Halle (Saale) vs. Halle an der Saale
Würde jemand ernsthaft auf die Idee kommen, "Frankfurt (Main)" zu schreiben? Diese Unsitte, "Stadt (Zusatz)" als offiziellen Namen einer Stadt anzugeben und auch noch im _Fließtext_ so zu verwenden, stammt wohl ursprünglich von der Bahn. Die meinte irgendwann mal, so Platz auf Schildern und in Plänen sparen zu können. Es gibt aber absolut keinen Grund, das in irgendwelchen anderen Kontexten zu verwenden. Die Stadt sollte "Halle" oder "Halle an der Saale" genannt werden, "Halle (Saale)" ist aber albern. 141.30.217.10 23:14, 13. Jun 2006 (CEST)- ich schlage vor du diskuiterst das mit der Stadt selber und sobald sich diese deiner Forderung nachgekommen ist werden wir das auch hier in der Wikipedia tun; wenn du schon dabei bist sprich doch auch bitte direkt noch mit anderen Städte wie z.B. Frankfurt (Oder) oder Köthen (Anhalt) ...Sicherlich Sicherlich 23:59, 13. Jun 2006 (CEST)
- ich stimme Sicherlich bei. Halle (Saale) ist in Ordnung. Stand auch schon immer so im Poststempel.

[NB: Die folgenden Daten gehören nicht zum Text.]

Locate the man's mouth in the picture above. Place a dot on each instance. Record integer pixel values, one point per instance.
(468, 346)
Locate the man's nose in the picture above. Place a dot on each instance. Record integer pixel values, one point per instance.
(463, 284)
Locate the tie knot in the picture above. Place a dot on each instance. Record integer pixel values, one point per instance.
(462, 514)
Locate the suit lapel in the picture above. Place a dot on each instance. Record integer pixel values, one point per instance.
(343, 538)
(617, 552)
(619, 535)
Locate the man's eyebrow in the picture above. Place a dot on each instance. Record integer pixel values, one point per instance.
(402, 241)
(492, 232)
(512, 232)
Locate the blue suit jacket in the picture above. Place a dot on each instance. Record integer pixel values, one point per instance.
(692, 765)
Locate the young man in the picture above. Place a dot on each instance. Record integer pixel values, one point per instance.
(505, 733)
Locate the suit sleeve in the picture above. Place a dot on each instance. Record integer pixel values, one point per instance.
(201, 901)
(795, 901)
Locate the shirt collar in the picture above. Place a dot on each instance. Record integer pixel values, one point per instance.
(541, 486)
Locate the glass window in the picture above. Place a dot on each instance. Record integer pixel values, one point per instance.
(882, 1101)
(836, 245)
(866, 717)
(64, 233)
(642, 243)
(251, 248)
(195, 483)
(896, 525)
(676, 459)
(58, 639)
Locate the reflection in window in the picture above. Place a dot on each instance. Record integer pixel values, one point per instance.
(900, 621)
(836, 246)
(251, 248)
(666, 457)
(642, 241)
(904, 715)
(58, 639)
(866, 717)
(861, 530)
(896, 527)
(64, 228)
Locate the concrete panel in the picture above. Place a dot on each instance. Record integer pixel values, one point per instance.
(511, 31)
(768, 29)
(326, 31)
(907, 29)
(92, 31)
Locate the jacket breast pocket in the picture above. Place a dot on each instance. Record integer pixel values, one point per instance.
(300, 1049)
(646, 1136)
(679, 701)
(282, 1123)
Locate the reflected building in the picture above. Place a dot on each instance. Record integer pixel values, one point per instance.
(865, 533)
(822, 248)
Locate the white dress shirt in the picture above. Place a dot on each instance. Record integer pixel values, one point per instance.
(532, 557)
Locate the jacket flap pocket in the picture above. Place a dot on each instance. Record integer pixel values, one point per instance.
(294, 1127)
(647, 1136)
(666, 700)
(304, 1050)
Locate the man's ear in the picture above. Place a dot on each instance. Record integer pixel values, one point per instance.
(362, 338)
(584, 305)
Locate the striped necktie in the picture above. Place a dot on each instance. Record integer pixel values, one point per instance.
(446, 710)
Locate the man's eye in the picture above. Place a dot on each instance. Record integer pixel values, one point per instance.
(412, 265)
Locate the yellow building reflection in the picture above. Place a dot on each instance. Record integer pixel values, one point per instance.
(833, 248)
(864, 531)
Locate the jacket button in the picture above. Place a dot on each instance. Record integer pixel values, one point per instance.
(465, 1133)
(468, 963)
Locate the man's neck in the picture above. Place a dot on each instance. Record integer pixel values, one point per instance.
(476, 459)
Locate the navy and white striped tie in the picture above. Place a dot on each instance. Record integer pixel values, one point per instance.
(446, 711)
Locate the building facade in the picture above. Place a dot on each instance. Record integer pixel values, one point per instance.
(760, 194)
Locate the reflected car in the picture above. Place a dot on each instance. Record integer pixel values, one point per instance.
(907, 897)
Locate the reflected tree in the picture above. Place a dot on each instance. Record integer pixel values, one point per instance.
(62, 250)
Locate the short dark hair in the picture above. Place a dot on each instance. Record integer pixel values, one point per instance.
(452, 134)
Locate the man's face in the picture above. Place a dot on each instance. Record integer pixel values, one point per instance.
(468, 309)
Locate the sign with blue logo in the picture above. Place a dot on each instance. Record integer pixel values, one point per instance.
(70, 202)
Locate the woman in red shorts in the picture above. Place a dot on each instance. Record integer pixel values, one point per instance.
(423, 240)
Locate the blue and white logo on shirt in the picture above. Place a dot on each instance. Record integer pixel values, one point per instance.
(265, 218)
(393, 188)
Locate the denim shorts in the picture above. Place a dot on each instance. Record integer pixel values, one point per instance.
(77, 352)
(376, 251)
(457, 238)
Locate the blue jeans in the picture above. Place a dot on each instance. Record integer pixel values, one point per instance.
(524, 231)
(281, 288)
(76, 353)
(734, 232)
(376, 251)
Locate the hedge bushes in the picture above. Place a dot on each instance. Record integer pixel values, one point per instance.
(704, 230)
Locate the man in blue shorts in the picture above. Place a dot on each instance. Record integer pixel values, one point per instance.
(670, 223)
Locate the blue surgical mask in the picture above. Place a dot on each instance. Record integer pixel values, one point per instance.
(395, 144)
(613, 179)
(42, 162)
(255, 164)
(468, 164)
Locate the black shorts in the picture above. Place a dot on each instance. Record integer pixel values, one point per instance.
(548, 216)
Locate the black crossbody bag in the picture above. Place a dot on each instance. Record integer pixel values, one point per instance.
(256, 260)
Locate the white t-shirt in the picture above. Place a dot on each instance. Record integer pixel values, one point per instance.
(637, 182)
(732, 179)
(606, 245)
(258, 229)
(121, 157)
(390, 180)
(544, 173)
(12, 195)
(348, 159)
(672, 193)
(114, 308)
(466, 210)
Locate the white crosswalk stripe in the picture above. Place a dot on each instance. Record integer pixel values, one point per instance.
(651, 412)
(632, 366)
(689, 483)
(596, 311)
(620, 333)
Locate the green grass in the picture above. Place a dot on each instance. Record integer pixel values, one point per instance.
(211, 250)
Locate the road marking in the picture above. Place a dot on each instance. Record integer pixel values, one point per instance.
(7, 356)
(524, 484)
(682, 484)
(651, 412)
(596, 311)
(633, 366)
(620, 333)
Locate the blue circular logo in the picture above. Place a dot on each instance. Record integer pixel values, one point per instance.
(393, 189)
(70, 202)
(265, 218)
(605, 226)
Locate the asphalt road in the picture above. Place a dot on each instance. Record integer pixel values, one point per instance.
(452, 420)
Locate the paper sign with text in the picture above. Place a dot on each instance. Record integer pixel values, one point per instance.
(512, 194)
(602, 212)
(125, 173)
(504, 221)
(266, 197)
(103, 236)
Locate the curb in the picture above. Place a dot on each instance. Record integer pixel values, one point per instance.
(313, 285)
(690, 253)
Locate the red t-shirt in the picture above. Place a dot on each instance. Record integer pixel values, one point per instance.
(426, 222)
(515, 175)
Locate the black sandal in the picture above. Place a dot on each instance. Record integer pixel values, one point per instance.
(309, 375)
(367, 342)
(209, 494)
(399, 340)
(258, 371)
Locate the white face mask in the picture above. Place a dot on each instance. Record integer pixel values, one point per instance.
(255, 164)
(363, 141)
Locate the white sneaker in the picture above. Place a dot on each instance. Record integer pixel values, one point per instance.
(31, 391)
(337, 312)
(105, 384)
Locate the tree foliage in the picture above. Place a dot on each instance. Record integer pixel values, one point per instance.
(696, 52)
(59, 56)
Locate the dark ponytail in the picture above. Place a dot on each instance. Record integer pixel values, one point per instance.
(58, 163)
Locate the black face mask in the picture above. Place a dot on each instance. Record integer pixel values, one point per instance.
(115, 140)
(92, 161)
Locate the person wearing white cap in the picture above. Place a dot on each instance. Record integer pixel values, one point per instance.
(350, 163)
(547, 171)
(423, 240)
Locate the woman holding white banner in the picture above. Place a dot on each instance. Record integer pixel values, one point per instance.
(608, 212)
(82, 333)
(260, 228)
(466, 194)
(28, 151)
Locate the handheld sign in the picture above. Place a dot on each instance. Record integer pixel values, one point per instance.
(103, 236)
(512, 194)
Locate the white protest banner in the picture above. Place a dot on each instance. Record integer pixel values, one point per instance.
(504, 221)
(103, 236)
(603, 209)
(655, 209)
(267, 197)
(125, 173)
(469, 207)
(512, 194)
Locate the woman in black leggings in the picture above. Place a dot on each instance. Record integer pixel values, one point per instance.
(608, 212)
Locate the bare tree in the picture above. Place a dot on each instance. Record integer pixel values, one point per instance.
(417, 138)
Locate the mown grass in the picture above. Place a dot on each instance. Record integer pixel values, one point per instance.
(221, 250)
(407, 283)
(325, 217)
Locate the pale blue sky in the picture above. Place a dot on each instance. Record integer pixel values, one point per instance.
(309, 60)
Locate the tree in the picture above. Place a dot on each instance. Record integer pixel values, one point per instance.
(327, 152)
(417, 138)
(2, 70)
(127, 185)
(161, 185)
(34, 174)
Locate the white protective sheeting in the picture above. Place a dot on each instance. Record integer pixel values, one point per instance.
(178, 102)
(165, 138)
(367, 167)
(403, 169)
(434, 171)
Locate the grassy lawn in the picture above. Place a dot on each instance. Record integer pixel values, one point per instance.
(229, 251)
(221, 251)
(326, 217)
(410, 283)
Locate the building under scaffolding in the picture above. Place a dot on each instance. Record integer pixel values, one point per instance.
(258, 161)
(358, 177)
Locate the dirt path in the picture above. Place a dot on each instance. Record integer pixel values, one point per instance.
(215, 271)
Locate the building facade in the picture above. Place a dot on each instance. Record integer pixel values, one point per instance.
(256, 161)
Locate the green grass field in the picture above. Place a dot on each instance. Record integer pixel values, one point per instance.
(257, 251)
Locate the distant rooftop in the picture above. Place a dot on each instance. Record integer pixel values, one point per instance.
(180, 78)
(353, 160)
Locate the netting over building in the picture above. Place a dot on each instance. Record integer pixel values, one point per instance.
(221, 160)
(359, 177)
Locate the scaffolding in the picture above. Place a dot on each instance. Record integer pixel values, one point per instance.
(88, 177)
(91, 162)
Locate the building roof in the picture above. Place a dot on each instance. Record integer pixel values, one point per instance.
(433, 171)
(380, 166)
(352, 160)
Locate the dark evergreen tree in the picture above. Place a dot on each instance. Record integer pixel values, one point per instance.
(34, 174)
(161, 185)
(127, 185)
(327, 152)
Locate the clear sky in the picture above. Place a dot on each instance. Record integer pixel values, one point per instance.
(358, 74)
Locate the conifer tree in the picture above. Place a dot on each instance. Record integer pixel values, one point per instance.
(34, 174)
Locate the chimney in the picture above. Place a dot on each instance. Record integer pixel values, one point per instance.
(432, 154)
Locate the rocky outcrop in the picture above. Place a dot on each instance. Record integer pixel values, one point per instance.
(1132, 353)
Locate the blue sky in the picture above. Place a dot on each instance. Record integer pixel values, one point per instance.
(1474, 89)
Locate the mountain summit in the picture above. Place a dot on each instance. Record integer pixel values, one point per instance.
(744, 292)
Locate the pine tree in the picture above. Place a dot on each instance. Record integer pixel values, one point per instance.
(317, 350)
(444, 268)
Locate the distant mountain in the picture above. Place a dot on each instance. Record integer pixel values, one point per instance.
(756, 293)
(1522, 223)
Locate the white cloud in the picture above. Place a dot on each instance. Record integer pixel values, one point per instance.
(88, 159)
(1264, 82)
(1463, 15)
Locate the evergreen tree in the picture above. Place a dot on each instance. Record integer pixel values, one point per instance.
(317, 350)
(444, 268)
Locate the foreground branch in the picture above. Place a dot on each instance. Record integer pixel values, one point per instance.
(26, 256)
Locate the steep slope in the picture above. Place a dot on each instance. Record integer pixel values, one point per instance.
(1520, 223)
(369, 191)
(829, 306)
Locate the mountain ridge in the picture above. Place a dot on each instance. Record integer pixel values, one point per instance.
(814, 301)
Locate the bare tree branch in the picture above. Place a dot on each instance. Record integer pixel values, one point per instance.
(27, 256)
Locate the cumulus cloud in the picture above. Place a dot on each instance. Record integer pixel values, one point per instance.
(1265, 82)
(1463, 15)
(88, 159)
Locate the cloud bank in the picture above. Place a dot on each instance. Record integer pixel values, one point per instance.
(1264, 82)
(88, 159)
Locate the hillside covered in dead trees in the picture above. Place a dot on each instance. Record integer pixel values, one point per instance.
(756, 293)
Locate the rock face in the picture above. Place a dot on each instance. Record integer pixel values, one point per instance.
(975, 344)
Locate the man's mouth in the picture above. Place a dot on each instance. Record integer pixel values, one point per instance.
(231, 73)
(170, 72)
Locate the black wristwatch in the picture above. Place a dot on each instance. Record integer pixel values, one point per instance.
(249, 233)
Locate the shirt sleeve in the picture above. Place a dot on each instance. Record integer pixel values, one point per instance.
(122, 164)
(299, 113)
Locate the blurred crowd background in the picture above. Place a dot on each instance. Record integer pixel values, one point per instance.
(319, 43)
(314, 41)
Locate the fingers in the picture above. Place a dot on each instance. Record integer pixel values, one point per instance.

- Tatsächlich ist z.B. auf der Startseite von www.halle.de auch nur von "Halle" und "Halle an der Saale" die Rede. Es wird fast ausschließlich "Halle" ohne Zusatz verwendet, und das sollte hier auch so sein, nachdem in der Einführung klargestellt wurde, dass es um Halle an der Saale geht. Davon abgesehen möchte ich darauf hinweisen, dass offizielle Festlegungen nicht dazu gedacht sind, das Mitdenken der Bürger auszusetzen.141.30.217.10 19:05, 24. Jun 2006 (CEST)
- du meinst z.b. im Impressum ? dann habe ich ein anderes als du ;o) ...Sicherlich Sicherlich 19:12, 24. Jun 2006 (CEST)
Wie Du selbst schreibst: Im Impressum. Aber nicht in der Überschrift. --AndreasPraefcke AndreasPraefcke 23:03, 6. Jul 2006 (CEST)
Söhne und Töchter der Stadt
"z.B. Händel und Genscher" ????
Also, soooo knapp geht's ja wohl nun wirklich nicht!!! --Dunnhaupt 20:24, 17. Jun 2006 (CEST)
Sehenswürdigkeiten???
Das "älteste erhaltene Parkhaus in Deutschland" soll wohl ein Witz sein, oder? --Dunnhaupt 01:43, 22. Jun 2006 (CEST)
Wieso? Wenn das stimmt, ist das interessanter als die tausendste Dorfkirche aus dem 13. Jahrhundert. Liegt natürlich im Auge des Betrachters. --AndreasPraefcke AndreasPraefcke 22:53, 6. Jul 2006 (CEST)
- Ich konnte dieses Parkhaus besichtigen - es ist wirklich eine ganz besondere Seltenheit. Sehr schade, dass man es nur manchmal am Tag des offenen Denkmals besichtigen kann. Weiß jemand, wem es gehört bzw. wer den Schlüssel dafür hat?